Second, you can use SIFT feature matching to find correspondences in the two images. Here's some sample code:
I = imread('p1.jpg');
J = imread('p2.jpg');
I = single(rgb2gray(I)); % Conversion to single is recommended
J = single(rgb2gray(J)); % in the documentation
[F1 D1] = vl_sift(I);
[F2 D2] = vl_sift(J);
% Where 1.5 = ratio between euclidean distance of NN2/NN1
[matches score] = vl_ubcmatch(D1,D2,1.5);
subplot(1,2,1);
imshow(uint8(I));
hold on;
plot(F1(1,matches(1,:)),F1(2,matches(1,:)),'b*');
subplot(1,2,2);
imshow(uint8(J));
hold on;
plot(F2(1,matches(2,:)),F2(2,matches(2,:)),'r*');
vl_ubcmatch() essentially does the following:
Suppose you have a point P in F1 and you want to find the "best" match in F2. One way to do that is to compare the descriptor of P in F1 to all the descriptors in D2. By compare, I mean find the Euclidean distance (or the L2-norm of the difference of the two descriptors).
Then, I find two points in F2, say U & V which have the lowest and second-lowest distance (say, Du and Dv) from P respectively.
Here's what Lowe recommended: if Dv/Du >= threshold (I used 1.5 in the sample code), then this match is acceptable; otherwise, it's ambiguously matched and is rejected as a correspondence and we don't match any point in F2 to P. Essentially, if there's a big difference between the best and second-best matches, you can expect this to be a quality match.

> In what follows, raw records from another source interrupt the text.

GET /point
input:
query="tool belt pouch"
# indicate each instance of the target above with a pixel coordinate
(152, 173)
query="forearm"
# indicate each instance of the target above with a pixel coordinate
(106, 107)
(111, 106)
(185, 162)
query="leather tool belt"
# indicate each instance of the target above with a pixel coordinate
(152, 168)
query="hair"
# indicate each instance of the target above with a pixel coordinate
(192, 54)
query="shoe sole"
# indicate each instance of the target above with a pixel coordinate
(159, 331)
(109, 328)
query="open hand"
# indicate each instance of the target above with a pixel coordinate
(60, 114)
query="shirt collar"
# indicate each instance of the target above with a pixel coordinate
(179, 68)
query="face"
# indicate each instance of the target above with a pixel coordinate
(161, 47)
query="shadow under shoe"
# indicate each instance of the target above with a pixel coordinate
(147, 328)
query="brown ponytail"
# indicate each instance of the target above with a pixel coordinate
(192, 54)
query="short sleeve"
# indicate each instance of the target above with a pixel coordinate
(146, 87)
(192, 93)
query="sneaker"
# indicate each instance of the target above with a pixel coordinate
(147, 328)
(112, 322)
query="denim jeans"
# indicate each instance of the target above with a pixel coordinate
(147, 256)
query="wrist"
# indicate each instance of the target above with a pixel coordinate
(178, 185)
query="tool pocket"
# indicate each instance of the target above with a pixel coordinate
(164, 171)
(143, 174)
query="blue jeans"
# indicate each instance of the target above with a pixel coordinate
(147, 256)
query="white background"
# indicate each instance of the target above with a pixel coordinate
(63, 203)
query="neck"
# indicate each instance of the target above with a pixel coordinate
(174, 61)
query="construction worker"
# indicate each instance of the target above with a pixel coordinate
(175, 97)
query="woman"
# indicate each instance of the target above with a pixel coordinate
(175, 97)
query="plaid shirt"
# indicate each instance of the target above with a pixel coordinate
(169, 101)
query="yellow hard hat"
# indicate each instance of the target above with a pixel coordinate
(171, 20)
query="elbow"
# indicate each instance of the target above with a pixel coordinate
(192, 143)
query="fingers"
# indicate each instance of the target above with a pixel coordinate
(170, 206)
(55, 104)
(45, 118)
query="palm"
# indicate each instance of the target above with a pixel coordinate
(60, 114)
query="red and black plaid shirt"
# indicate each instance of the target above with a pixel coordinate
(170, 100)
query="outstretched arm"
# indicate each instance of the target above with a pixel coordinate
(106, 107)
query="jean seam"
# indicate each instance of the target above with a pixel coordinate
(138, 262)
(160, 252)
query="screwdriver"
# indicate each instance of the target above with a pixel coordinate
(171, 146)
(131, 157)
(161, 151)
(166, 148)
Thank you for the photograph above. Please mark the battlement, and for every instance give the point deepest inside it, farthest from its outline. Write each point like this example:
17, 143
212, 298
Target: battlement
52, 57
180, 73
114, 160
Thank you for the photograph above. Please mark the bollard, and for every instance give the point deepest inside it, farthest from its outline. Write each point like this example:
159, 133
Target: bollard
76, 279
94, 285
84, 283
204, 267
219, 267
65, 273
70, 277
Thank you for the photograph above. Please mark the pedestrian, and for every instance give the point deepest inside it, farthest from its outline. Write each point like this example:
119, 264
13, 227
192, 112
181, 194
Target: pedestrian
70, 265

This is important since there's a lot of scope for ambiguous matches in an image: imagine matching points in a lake or a building with several windows, the descriptors can look very similar but the correspondence is obviously wrong.
You can do the matching in any number of ways .. you can do it yourself very easily with MATLAB or you can speed it up by using a KD-tree or an approximate nearest number search like FLANN which has been implemented in OpenCV.
EDIT: Also, there are several kd-tree implementations in MATLAB.
Solution 2:
You should read David Lowe's paper, which talks about how to do exactly that. It should be sufficient, if you want to compare images of the exact same object. If you want to match images of different objects of the same category (e.g. cars or airplanes) you may want to look at the Pyramid Match Kernel by Grauman and Darrell.
Solution 3:
Try to compare each descriptor from the first image with descriptors from the second one situated in a close vicinity (using the Euclidean distance). Thus, you assign a score to each descriptor from the first image based on the degree of similarity between it and the most similar neighbor descriptor from the second image. A statistical measure (sum, mean, dispersion, mean error, etc) of all these scores gives you an estimate of how similar the images are. Experiment with different combinations of vicinity size and statistical measure to give you the best answer.
Solution 4:
If you want just compare zoomed and rotated image with known center of rotation you can use phase correlation in log-polar coordinates. By sharpness of peak and histogram of phase correlation you can judge how close images are. You can also use euclidean distance on absolute value of Fourier coefficients.
If you want compare SIFT descriptor, beside euclidean distance you can also use "diffuse distance" - getting descriptor on progressively more rough scale and concatenating them with original descriptor. That way "large scale" feature similarity would have more weight.